The long evolution of the sandwich has been a recurring topic throughout the ESL textbooks from which we teach. The students are tickled by the tale of a fat British man who couldn't be bothered to stop gambling long enough to use a fork and knife on his steak. John Montagu, the famed fourth Earl of Sandwich, chose simply to sit his meats and cheeses between two slabs of bread so that he could eat with one hand and gamble with the other. This improvisation has allowed humanity to eat and multitask for centuries, and we owe a great deal of delicious variations to the inspired Earl. Today's sandwich is a marked departure from what Montagu originally held at the card table, but then a friend of a friend discovered a recipe being touted on The Guardian's website as "head and shoulders above the rest"

The Edwardians in the early 1900's designed this sandwich for the hungry hunter who didn't want to skip his beef Wellington, thereby branding it for "the shooters." It is a manly enough plan for the title: hollow out a loaf of bread, fill it with steak, mushrooms, shallots, another steak, horseradish, and mustard, all of which is compressed down to avoid a sloppy mess. There weren't but a few moments in between my seeing this recipe and my decision to follow in the Edwardians' historic footsteps on a journey to make something closer to what Montagu himself might have eaten 300 years ago. The added twists, as usual, were the physical restrictions of a microscopic kitchen and the geographic restrictions of food availability on Asia's peninsulas.

For ingredient shopping, my partner E and I pulled out all the stops. Where could we get fresh yet abnormal produce like shallots, loaves of bread both expertly prepared and sans cream filling, and quality cuts of beef? Only one place seemed viable: Itaewon. The very same location as the authentic Thai and Arab cuisine from mere weeks ago, Itaewon is the best hope for not only foreign restaurants but also foreign ingredients. Though they were scattered around the district, we managed to gather all the necessary materials to make the sandwich.

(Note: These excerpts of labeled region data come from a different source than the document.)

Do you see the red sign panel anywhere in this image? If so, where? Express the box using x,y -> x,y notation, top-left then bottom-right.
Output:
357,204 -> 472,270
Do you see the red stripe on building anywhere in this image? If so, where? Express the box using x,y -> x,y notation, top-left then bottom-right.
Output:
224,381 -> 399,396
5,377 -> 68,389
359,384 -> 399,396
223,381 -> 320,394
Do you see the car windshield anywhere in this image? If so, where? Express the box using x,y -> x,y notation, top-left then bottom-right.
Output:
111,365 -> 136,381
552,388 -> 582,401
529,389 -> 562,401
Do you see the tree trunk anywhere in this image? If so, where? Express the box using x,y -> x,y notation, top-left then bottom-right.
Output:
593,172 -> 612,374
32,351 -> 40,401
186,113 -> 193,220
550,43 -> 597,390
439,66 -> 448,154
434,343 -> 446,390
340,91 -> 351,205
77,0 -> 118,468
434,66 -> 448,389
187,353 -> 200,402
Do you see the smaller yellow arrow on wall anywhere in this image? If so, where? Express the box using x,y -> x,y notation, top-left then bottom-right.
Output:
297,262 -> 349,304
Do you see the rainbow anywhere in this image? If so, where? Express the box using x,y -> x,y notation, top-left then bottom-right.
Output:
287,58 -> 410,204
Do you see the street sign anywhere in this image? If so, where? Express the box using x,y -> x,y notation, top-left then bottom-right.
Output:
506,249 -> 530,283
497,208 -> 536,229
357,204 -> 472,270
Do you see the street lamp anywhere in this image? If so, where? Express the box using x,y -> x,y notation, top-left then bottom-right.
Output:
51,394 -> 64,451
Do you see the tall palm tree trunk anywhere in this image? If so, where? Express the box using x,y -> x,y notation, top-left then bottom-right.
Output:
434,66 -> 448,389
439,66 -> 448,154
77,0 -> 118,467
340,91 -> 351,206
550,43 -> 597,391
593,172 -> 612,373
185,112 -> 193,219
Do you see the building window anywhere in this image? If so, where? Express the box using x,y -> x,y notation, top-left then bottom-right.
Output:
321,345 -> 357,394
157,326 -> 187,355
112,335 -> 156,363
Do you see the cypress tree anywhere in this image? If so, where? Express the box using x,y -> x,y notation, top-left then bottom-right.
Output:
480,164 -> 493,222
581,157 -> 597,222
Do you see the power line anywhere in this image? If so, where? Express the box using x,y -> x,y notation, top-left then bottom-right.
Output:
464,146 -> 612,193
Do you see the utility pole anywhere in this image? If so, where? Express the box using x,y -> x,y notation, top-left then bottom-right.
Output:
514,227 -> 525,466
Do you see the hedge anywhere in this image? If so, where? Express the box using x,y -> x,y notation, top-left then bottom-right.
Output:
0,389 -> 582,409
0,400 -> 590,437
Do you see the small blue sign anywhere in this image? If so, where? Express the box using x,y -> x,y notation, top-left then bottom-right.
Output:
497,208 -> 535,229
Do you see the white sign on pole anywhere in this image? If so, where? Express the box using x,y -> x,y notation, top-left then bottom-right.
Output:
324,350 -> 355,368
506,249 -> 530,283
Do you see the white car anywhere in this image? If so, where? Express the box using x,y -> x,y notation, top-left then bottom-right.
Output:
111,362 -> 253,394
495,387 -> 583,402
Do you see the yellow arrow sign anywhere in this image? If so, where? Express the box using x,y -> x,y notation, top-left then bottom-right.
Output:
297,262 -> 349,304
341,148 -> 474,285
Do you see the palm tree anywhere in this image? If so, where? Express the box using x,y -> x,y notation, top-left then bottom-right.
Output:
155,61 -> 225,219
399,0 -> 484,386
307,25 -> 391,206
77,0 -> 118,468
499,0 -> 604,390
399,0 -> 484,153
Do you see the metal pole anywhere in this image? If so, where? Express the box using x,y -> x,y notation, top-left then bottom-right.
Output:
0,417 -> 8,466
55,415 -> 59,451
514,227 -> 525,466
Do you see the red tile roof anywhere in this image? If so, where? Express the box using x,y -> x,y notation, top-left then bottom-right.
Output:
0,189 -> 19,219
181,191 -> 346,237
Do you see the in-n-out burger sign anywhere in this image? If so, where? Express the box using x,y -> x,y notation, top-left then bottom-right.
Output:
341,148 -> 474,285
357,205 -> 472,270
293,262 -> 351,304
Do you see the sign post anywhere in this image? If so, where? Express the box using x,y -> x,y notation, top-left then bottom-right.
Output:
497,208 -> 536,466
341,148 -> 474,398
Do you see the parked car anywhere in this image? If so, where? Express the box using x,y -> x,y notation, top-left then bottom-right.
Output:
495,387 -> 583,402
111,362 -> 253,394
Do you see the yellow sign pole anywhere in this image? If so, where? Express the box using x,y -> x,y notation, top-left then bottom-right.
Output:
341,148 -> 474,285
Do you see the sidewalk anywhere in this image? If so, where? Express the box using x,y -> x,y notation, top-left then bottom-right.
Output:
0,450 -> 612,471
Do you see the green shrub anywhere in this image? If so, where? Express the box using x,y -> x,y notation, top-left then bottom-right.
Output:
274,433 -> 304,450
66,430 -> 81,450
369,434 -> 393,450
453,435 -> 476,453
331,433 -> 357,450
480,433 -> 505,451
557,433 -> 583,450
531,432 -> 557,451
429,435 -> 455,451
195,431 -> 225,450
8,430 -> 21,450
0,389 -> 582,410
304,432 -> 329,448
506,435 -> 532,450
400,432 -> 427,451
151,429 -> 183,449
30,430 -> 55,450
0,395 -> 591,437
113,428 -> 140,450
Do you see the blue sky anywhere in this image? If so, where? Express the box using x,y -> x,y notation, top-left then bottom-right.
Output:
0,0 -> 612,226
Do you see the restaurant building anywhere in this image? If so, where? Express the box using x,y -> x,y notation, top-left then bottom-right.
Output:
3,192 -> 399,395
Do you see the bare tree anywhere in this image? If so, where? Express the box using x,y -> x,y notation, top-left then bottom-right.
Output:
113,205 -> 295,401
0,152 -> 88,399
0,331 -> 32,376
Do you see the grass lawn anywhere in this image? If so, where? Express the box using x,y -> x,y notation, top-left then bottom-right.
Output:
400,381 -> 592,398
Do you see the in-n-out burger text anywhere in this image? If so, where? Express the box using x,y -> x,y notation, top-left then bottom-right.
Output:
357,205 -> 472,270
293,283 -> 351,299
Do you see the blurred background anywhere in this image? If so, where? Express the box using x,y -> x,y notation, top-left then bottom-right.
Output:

Don't be alarmed if these images follow The Guardian with an accuracy akin to plagiarism. The recipe flowed so smoothly that it turned out to be a perfect replica of the website. One notable difference is the quantity of steak: whereas the source material called for 2 steaks, the loaf of bread we procured was from a limited selection and a great deal larger than the one from the recipe, so we doubled. That's right, you heard it. Our sandwich, once completed, was four steaks in a loaf of bread.

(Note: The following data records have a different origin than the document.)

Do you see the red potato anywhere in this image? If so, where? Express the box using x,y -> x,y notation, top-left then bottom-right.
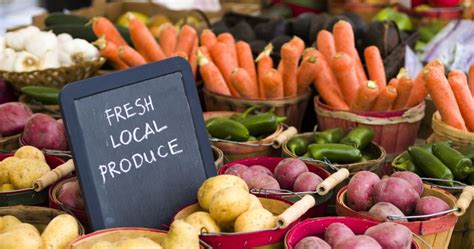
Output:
224,163 -> 252,181
374,177 -> 420,215
324,222 -> 355,247
293,172 -> 323,192
274,158 -> 308,189
246,173 -> 280,189
365,222 -> 413,249
333,235 -> 383,249
249,165 -> 273,177
390,171 -> 423,196
23,113 -> 67,150
295,236 -> 331,249
369,202 -> 407,221
415,196 -> 449,215
346,171 -> 380,211
58,180 -> 84,209
0,102 -> 33,137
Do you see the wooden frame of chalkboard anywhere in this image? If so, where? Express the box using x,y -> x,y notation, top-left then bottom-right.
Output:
60,57 -> 216,230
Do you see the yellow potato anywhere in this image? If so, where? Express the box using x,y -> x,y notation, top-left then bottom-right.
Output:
184,212 -> 221,233
2,223 -> 40,236
0,183 -> 15,192
209,187 -> 250,222
41,214 -> 79,249
198,175 -> 249,211
0,229 -> 41,249
0,156 -> 19,184
234,208 -> 275,232
249,194 -> 263,210
161,220 -> 199,249
13,145 -> 46,162
91,241 -> 117,249
0,215 -> 21,232
8,159 -> 51,189
114,238 -> 162,249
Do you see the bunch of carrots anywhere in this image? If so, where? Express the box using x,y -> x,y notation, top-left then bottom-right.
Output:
198,29 -> 314,99
92,14 -> 199,74
422,61 -> 474,132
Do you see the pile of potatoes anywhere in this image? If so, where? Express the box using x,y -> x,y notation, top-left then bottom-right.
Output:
346,171 -> 449,221
0,214 -> 79,249
0,145 -> 51,192
224,158 -> 323,192
91,220 -> 200,249
295,222 -> 413,249
185,175 -> 275,233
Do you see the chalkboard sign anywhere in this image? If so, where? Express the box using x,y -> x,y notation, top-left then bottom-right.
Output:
60,58 -> 216,230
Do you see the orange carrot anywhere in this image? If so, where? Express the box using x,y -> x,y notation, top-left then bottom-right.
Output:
230,67 -> 258,99
175,24 -> 198,58
364,46 -> 387,90
160,23 -> 178,57
91,16 -> 128,46
217,32 -> 238,68
332,20 -> 367,83
313,50 -> 349,110
198,53 -> 230,95
351,80 -> 379,112
235,41 -> 258,89
392,74 -> 415,111
255,43 -> 274,99
296,56 -> 318,94
117,46 -> 146,67
316,29 -> 336,61
423,67 -> 472,131
128,14 -> 165,62
201,29 -> 217,49
469,64 -> 474,96
262,68 -> 284,99
93,37 -> 128,70
331,52 -> 359,103
209,42 -> 239,96
189,39 -> 199,79
280,43 -> 300,97
407,60 -> 444,107
448,70 -> 474,132
371,85 -> 398,112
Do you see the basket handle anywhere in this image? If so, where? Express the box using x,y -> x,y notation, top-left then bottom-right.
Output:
316,168 -> 349,195
272,126 -> 298,149
454,186 -> 474,216
33,159 -> 74,192
275,195 -> 316,228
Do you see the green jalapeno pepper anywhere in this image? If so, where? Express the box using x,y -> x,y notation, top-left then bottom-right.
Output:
408,146 -> 453,186
341,126 -> 375,150
206,118 -> 250,142
314,128 -> 344,144
432,143 -> 474,181
240,111 -> 286,137
308,144 -> 362,163
286,137 -> 308,156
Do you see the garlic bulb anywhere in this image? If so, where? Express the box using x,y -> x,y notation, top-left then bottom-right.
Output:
5,26 -> 40,51
39,49 -> 60,69
0,48 -> 16,72
13,51 -> 40,72
25,32 -> 58,58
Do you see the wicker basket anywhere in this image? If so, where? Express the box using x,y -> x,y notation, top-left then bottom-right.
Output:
204,112 -> 283,162
336,184 -> 458,249
18,95 -> 61,118
0,134 -> 21,153
0,57 -> 105,91
202,88 -> 311,129
0,206 -> 85,235
429,112 -> 474,149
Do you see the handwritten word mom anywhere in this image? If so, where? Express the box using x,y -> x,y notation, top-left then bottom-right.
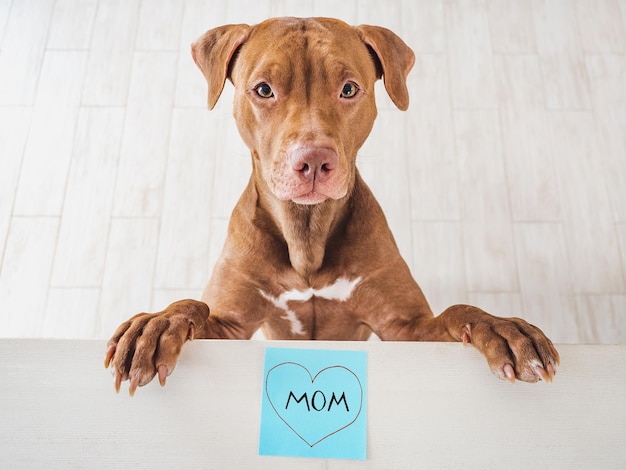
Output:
285,390 -> 350,412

Click to view larger, use your keyboard to scroll through the photos.

The last unmentioned challenge this sandwich posed was one of compression. There came a point when it was on my countertop under a 3 foot stack of books and I was pressed (no pun intended) to stabilize the tower. I asked myself the eloquent question: "What else weighs things?" The final solution was the bookshelf, and it ended up providing a two-fold benefit. The shelf itself added a significant amount of even weight on the sandwich while simultaneously allowing for the safe addition of almost twice as many books without balance becoming an issue. To keep the shelf itself from toppling, we tried securing it with the remaining twine, but it was shredding everywhere that we pulled it taut. A questionable link of belts made for a comical yet functional finish.


Would I make this sandwich again? For sure. In hindsight it definitely needed some garlic in the mushroom-shallot mixture, as well as about twice as much Dijon. Additionally, we probably could have benefited from a little steak trimming, as the gristle proved difficult to gnaw off without compromising the integrity of the structure. The sandwich may have been on the expensive end (about $11 per wedge), but it was so dense that three people enjoyed as many meals off of it. I tip my hat gratefully to E for a fruitful kitchen partnership, Itaewon for having my back when it comes to food, The Guardian for the superb recipe, and of course none other than John Montagu himself for creating a vein of culinary history that I am proud to reenact.